If Walsh or Jack Sherwood do not start, then somebody will get instruction on who is marking them when they do enter the fray.
Nothing in this regard is left to chance, even if it might seem as if Dublin play their football off the cuff.
They do in bursts, but the individual brilliance is all part of the group dynamic. There is no ego trip for anyone.
That is why they keep winning, as everyone toes the party line. If they don’t, then they are out.
It helps to have a bench bursting with players of ability and ambition but Dublin have one other big advantage over the last five or six years – they are smart in every way.
There are different types of cleverness and Dublin have all of them. The cute Kerrymen are trotting behind. At least for now.
Most of the ways of stopping Dublin are not contained in the official guide. I once joked to Kilkenny, well half joked, that he would not solo over and back across the field if the players I soldiered with were still around.
Those tactics might get a man arrested now for assault and battery in this era of political correctness. Nevertheless, time moves on and no team has matched the Dubs for sheer athleticism.
That is why they are so dangerous in the last quarter. Most teams are spent at that stage when Dublin turn on the turbo.
Kerry will not lack fitness, but there is a reservoir of endurance which is built up over time. The young Kerry players do not have that yet.
They will have it down the line. Stephen O’Brien has it now but Seán O’Shea and David Clifford need a quiet time in games to get their breath back.
Kerry need more planning this week than Dublin whose tactics have been hardened and finessed over the years. Kerry need another midfielder to help David Moran, a willing horse who carries too much of the load. He will have enough to contend with in another half Kerryman, Brian Fenton. Who will stop Brian Howard or Michael Darragh Macauley? That’s another dilemma for Peter Keane.
Ultimately, great players decide finals, not managers. And when commentators criticise managers because of tactical formations, it is generally a reflection on the players’ inability to adapt, or maybe they are simply not good enough.
The manager is simply powerless if the players are not up to it.
So when all the talking and planning and scheming and sleeping and eating is done, it still comes down to the best players. One side is proven, the other is full of rich potential.
Dublin are not unbeatable and they know it because there is no such thing.
That makes them even harder to handle as they understand that every team can lose if they are not mentally and physically prepared.
Think of Leicester winning the Premier League from a starting price of 500/1, Munster beating the All Blacks in 1978, Greece winning the European Championship at 150/1 in 2004, the Chicago Cubs winning the world series after 108 years when they finally broke the Curse of the Billy Goat (Mayo have a long way to go by those standards), or Buster Douglas beating Mike Tyson when he was 42/1 before the fight in 1990, not to mention a young Cassius Clay beating Sonny Liston in 1964 when people thought he might get hurt, the same worry they had about him when he fought George Foreman ten years later.
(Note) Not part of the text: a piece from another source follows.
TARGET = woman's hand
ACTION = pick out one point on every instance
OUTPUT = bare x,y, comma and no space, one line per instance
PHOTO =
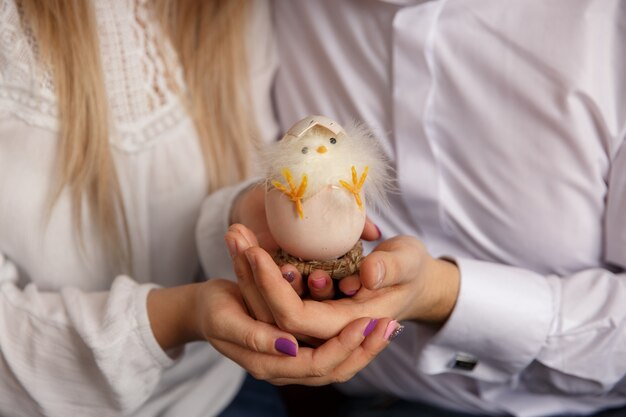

So champions do lose when their egos take over, they are unprepared mentally or physically or they are overconfident. It’s hard to see Dublin fitting any of those categories.
I have written before about a plague of locusts being needed to beat the Dubs. Perhaps that would not be enough, they might need the other nine plagues that Yahweh, King of Israel inflicted on Pharoah to force him to release the Israelites from slavery. The others were blood, frogs, lice, darkness, wild beasts, pestilence, boils, hail and wind and one other which shall be nameless. That would be a bit much for Croke Park to handle.
There is another way – Kerry to hang in for most of the game and with time almost up, they are two points behind. Then a long high ball from David Moran is punched to the net by Tommy Walsh, two names associated with a famous final 37 years ago when Kerry were on the edge of history. Could they do a Seamus Darby in reverse? History sometimes repeats itself but that is grasping at straws.